Platform: X-Box and PS2

Taiwan Release: Later this month

If you're already fed up with the recent hit driving simulator Burnout: Revenge and are after something a little more wholesome, but equally inane, then Midway's LA Rush is a pretty good place to begin.

Story driven rather than just being a chronological series of "win the race" games with differing objectives and aims, Rush has been designed along the same lines as the hugely popular Need For Speed series. Designers have reportedly recreated over 350km of Los Angles roads and seamlessly added a smorgasbord of highly convincing background detail.

The aim of the game is straight forward enough: get into illegal road races, avoid the law and become a champion. Along the way gamers get to earn cash bonuses, find hidden goodies, and of course, outrun police prowlers.

Unlike Need for Speed: Hot Pursuit, where the law actually made an all out effort to nab you, Rush's AI is rather lacking in intelligence. The cops don't drive too well and outpacing them is easy. There are no roadblocks, no tyre traps and no helicopter support. While getting into a high speed chases with the LAPD should be one of the game's biggest selling points it is here rather a let- down.

Gamers are forced to concentrate on the road racing. There's nothing wrong with hurtling along LA's roads at a great rate of speed in a shiny sports car but it does become rather boring after you've won your third or fourth race and haven't even damaged you car.

Tiger Woods PGA Tour 2006

Publisher: EA Sports

Platform: PC, X-Box and PS2

Taiwan Release: Already available

Long plugged as the most realistic console/PC golf game on the market, the Tiger Woods PGA Tour series has successfully managed to outlast the competition thanks to the keen eye for detail exhibited by EA's superb design team. Courses look so real that you can almost smell the freshly mowed fairways and immaculately kept greens.

While the Tiger Woods standalone games are absorbing, most gamers will no doubt be spending most of their time in the career mode, or "rivals mode" as it is now referred to. Here gamers get to create a golfer with the aid of the top-notch "create-a-player" tool. The system is so good that gamers can either create a pretty good likeness of themselves or a totally outlandish character.

The "PGA tour mode" enables gamers to join the PGA Tour and take on a whole string of today's players and tee off on a dozen well-known courses. In the "career mode" gamers embark on a quest through time from the sports' early days to the present day. Players can use gear from the early 1900s and can even dress in frilly shirts and garish check socks. And like pervious games in the Tiger series, gamers get to try their luck against the likes of Arnold Palmer and Jack Nicklaus.

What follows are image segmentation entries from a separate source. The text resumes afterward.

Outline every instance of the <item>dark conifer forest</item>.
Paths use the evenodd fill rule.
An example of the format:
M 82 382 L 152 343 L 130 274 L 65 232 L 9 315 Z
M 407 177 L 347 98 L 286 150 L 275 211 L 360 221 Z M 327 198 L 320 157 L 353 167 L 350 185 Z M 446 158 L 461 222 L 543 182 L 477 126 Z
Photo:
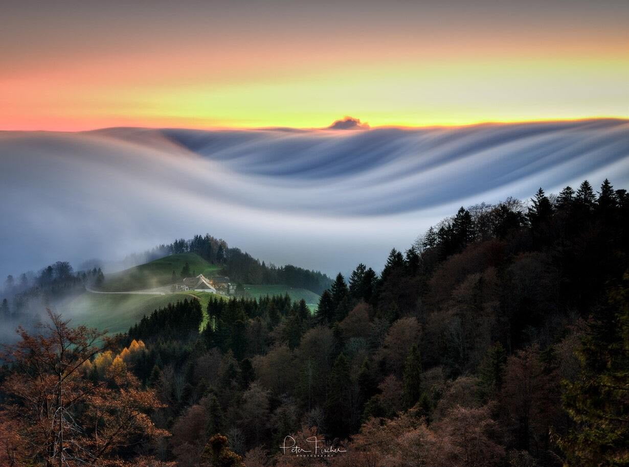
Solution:
M 186 299 L 113 339 L 51 313 L 3 356 L 0 464 L 628 465 L 628 219 L 606 180 L 540 188 L 462 207 L 379 273 L 331 283 L 175 241 L 318 309 Z M 314 436 L 332 453 L 281 449 Z

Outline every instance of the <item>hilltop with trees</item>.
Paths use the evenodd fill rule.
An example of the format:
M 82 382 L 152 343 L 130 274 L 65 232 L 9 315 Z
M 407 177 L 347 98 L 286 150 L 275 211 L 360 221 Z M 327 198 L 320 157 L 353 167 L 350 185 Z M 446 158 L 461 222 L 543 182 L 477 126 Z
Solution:
M 287 297 L 211 300 L 201 328 L 194 300 L 157 310 L 112 351 L 142 341 L 125 361 L 155 394 L 146 410 L 157 440 L 107 455 L 178 466 L 626 465 L 627 219 L 629 196 L 606 180 L 598 193 L 587 182 L 540 189 L 529 202 L 462 207 L 392 250 L 379 274 L 360 264 L 338 275 L 315 314 Z M 21 368 L 6 367 L 3 380 Z M 15 415 L 28 401 L 2 390 L 16 409 L 0 429 L 29 436 L 36 417 Z M 288 435 L 347 452 L 282 453 Z M 16 459 L 57 459 L 8 439 Z

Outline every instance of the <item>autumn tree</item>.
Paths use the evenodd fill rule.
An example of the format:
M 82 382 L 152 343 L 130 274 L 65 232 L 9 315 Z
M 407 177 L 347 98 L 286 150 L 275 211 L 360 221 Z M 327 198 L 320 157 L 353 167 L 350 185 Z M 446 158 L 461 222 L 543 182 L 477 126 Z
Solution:
M 18 328 L 21 340 L 2 356 L 11 365 L 2 387 L 6 414 L 19 424 L 30 457 L 50 467 L 115 464 L 118 449 L 167 434 L 147 415 L 160 405 L 154 393 L 142 389 L 119 356 L 103 378 L 89 377 L 91 360 L 112 344 L 104 333 L 72 327 L 50 310 L 47 316 L 39 334 Z

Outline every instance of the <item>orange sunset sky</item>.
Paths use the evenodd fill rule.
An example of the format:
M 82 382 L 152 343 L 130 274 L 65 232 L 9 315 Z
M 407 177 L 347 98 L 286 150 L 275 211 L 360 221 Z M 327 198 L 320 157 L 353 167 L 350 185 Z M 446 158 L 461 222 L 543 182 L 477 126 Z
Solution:
M 629 116 L 625 0 L 130 3 L 3 2 L 0 129 Z

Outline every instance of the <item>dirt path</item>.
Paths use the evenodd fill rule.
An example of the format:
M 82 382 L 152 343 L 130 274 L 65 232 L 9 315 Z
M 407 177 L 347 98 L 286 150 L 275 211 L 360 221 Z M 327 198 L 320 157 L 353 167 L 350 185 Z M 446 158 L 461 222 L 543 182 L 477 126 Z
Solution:
M 94 290 L 86 287 L 85 290 L 91 294 L 131 294 L 144 295 L 164 295 L 166 292 L 157 289 L 147 288 L 143 290 L 128 290 L 126 292 L 103 292 L 101 290 Z

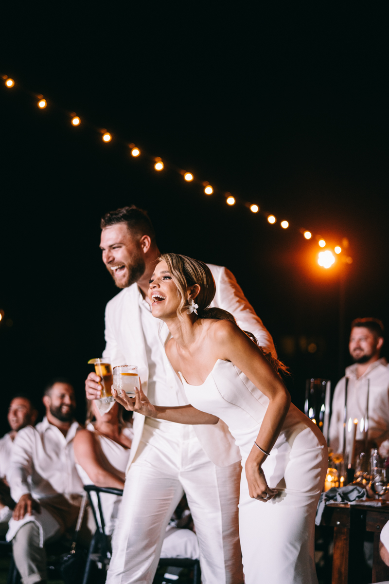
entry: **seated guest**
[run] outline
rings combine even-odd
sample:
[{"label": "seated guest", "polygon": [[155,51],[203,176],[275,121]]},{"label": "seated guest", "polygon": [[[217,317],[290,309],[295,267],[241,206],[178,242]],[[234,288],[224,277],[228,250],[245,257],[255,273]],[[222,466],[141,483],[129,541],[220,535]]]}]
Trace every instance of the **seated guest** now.
[{"label": "seated guest", "polygon": [[[76,468],[85,485],[123,489],[132,428],[131,424],[123,422],[123,412],[128,412],[117,402],[108,411],[106,409],[106,404],[101,404],[98,399],[88,402],[86,429],[79,430],[74,439]],[[93,414],[96,421],[92,424]],[[97,500],[93,496],[92,499],[97,507]],[[121,497],[101,493],[100,500],[106,533],[110,536],[114,530]],[[197,537],[192,530],[183,529],[189,527],[191,523],[189,509],[181,503],[166,528],[161,557],[199,557]]]},{"label": "seated guest", "polygon": [[19,431],[26,426],[33,426],[38,412],[29,398],[17,395],[13,398],[8,408],[7,419],[10,432],[0,440],[0,535],[3,536],[8,530],[8,520],[12,515],[11,509],[15,502],[9,493],[9,486],[6,475],[9,467],[13,440]]},{"label": "seated guest", "polygon": [[[346,368],[346,376],[337,385],[332,399],[330,446],[335,452],[343,450],[346,377],[348,378],[347,419],[358,420],[357,440],[365,439],[367,418],[369,447],[379,446],[389,437],[389,368],[386,360],[380,356],[383,344],[384,326],[380,321],[357,318],[353,321],[349,350],[354,364]],[[346,432],[348,437],[352,434],[352,432]],[[361,448],[362,444],[361,442]],[[351,444],[346,444],[346,451],[350,448]]]},{"label": "seated guest", "polygon": [[[17,433],[7,472],[17,503],[6,538],[12,541],[23,584],[47,579],[43,543],[74,530],[83,493],[73,452],[79,427],[73,388],[65,380],[54,380],[43,401],[46,416],[35,427],[27,426]],[[86,530],[82,539],[82,535]]]}]

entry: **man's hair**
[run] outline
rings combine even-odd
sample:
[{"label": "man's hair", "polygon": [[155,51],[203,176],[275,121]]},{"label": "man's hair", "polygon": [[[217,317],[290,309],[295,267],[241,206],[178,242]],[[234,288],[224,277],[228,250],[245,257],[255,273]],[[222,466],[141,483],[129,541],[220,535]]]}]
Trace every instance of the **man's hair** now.
[{"label": "man's hair", "polygon": [[155,239],[155,231],[147,211],[139,209],[135,205],[122,207],[116,211],[106,213],[101,217],[100,227],[101,229],[105,229],[118,223],[125,223],[131,235],[138,237],[149,235],[152,240]]},{"label": "man's hair", "polygon": [[378,318],[367,317],[366,318],[356,318],[351,323],[351,328],[355,326],[363,326],[369,329],[370,332],[377,336],[384,336],[384,325]]},{"label": "man's hair", "polygon": [[71,387],[73,387],[72,383],[67,377],[54,377],[54,379],[48,382],[45,387],[43,391],[43,395],[50,395],[53,385],[55,385],[56,383],[66,383],[66,385],[70,385]]}]

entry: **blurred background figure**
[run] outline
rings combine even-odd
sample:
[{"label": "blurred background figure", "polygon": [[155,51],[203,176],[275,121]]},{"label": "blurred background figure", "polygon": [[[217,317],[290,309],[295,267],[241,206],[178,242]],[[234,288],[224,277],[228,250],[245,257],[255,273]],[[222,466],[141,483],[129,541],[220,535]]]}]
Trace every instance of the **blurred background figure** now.
[{"label": "blurred background figure", "polygon": [[7,420],[11,429],[0,440],[0,536],[3,536],[8,530],[8,521],[12,515],[15,506],[9,492],[9,486],[6,476],[9,468],[12,447],[19,430],[26,426],[33,426],[38,415],[31,401],[25,395],[16,395],[8,408]]},{"label": "blurred background figure", "polygon": [[[132,420],[124,420],[129,412],[117,402],[109,404],[112,406],[107,412],[104,411],[107,405],[98,399],[88,401],[86,429],[79,430],[74,439],[76,466],[84,485],[122,489],[134,435]],[[97,498],[94,493],[91,494],[97,511]],[[121,499],[121,496],[100,494],[108,536],[114,533]],[[96,515],[99,517],[98,512]],[[199,548],[193,529],[192,517],[184,497],[166,529],[161,557],[198,559]]]},{"label": "blurred background figure", "polygon": [[[46,415],[35,427],[18,432],[7,472],[16,505],[6,539],[12,541],[15,562],[26,584],[47,579],[44,543],[65,531],[73,534],[83,492],[73,451],[80,427],[74,419],[73,387],[66,380],[54,380],[43,401]],[[80,533],[85,541],[90,536],[86,523],[86,518]]]},{"label": "blurred background figure", "polygon": [[[384,326],[376,318],[357,318],[351,324],[349,343],[353,365],[346,368],[346,375],[338,382],[332,399],[330,425],[330,446],[334,452],[343,449],[345,380],[347,387],[347,420],[358,420],[357,441],[365,448],[368,425],[369,447],[380,446],[389,437],[389,368],[380,352],[384,344]],[[369,406],[367,408],[367,403]],[[346,428],[346,441],[352,432]],[[347,444],[347,451],[350,444]],[[359,453],[357,452],[357,454]]]}]

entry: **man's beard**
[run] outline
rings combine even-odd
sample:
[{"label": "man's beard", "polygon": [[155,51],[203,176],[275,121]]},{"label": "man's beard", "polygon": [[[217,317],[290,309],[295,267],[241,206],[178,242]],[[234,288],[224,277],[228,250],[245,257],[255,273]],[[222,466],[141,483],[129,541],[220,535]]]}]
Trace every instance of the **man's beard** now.
[{"label": "man's beard", "polygon": [[118,283],[116,281],[114,271],[109,266],[107,266],[108,271],[110,272],[111,276],[113,278],[115,285],[118,288],[128,288],[128,286],[131,286],[134,282],[137,282],[145,273],[146,270],[145,258],[140,252],[136,256],[132,258],[131,263],[128,264],[122,262],[121,264],[119,264],[119,265],[120,265],[125,266],[127,269],[127,277],[124,281],[122,280],[120,283]]},{"label": "man's beard", "polygon": [[365,353],[364,355],[361,355],[360,357],[353,357],[353,359],[355,363],[367,363],[367,361],[372,359],[373,355],[374,352],[372,353],[370,355]]},{"label": "man's beard", "polygon": [[70,422],[71,420],[72,420],[74,415],[74,408],[73,406],[69,406],[69,411],[67,413],[64,413],[61,408],[62,406],[59,406],[58,408],[53,408],[52,406],[50,406],[50,413],[54,418],[56,418],[57,420],[59,420],[60,422]]}]

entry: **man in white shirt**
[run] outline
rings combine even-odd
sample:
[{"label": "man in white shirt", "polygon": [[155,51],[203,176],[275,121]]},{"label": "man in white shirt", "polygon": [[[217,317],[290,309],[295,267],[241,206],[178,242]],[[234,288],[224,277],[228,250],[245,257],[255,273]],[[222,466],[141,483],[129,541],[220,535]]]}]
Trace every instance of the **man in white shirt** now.
[{"label": "man in white shirt", "polygon": [[43,396],[46,416],[17,433],[7,480],[17,502],[6,535],[23,584],[47,579],[44,542],[74,529],[83,492],[74,462],[73,388],[54,381]]},{"label": "man in white shirt", "polygon": [[[151,314],[149,280],[160,255],[147,214],[134,206],[102,220],[103,261],[122,288],[107,305],[103,355],[113,366],[138,367],[142,387],[159,405],[187,404],[164,352],[169,331]],[[216,284],[211,305],[232,312],[244,330],[275,355],[271,336],[233,274],[209,265]],[[90,373],[87,397],[100,397],[100,378]],[[240,456],[221,420],[184,426],[134,415],[132,441],[121,515],[113,543],[109,584],[150,584],[163,536],[184,491],[200,545],[204,584],[241,584],[237,505]]]},{"label": "man in white shirt", "polygon": [[366,425],[369,446],[379,446],[389,437],[389,368],[386,360],[380,357],[383,344],[384,326],[380,321],[357,318],[353,321],[349,350],[355,363],[346,368],[346,375],[337,385],[332,399],[330,446],[335,452],[343,450],[346,378],[346,453],[351,451],[353,434],[349,426],[355,419],[358,420],[357,440],[365,440]]},{"label": "man in white shirt", "polygon": [[26,396],[16,395],[11,400],[7,415],[11,430],[0,440],[0,535],[4,535],[8,530],[8,521],[12,515],[10,508],[14,502],[10,498],[6,478],[13,440],[19,430],[30,425],[34,425],[37,415],[38,412]]}]

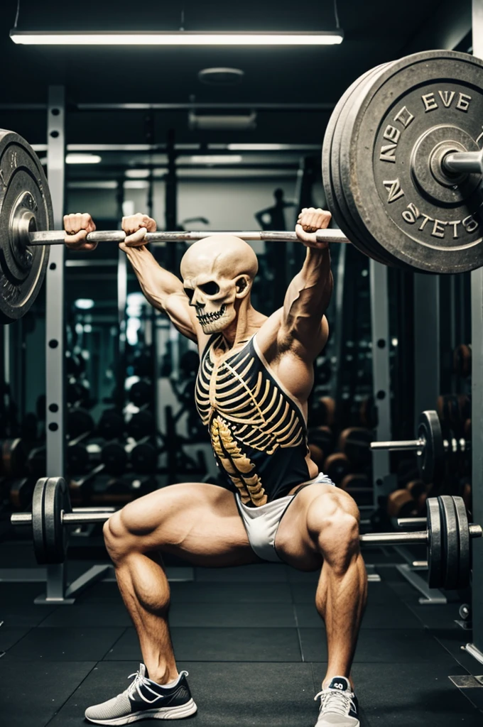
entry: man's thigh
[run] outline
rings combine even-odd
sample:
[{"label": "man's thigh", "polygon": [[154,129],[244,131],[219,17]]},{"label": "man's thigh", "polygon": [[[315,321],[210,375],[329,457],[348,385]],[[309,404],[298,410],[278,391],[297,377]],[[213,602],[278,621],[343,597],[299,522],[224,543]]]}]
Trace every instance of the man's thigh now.
[{"label": "man's thigh", "polygon": [[279,526],[275,538],[276,552],[285,563],[298,570],[315,571],[322,566],[322,557],[308,532],[307,517],[315,500],[319,507],[323,507],[326,496],[332,502],[335,498],[344,510],[353,509],[354,501],[343,490],[316,482],[296,495]]},{"label": "man's thigh", "polygon": [[258,562],[233,493],[216,485],[170,485],[116,514],[124,537],[143,553],[169,553],[208,567]]}]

Sure, it's amusing for a short period of time, but as any golfer knows its not what you look like that counts, but how well you play. And this is where the game comes a wee bit unstuck.

Tiger 2006 still suffers from several annoying flaws that first came to light with last year's Tiger 2005. The most telling of these is the relative ease in which gamers can master everything from tee shots to long putts. Hitting a straight drive is slightly more complicated thanks to the "shape stick" -- which enables players to manipulate ball flight and spin -- but it is too easy to master.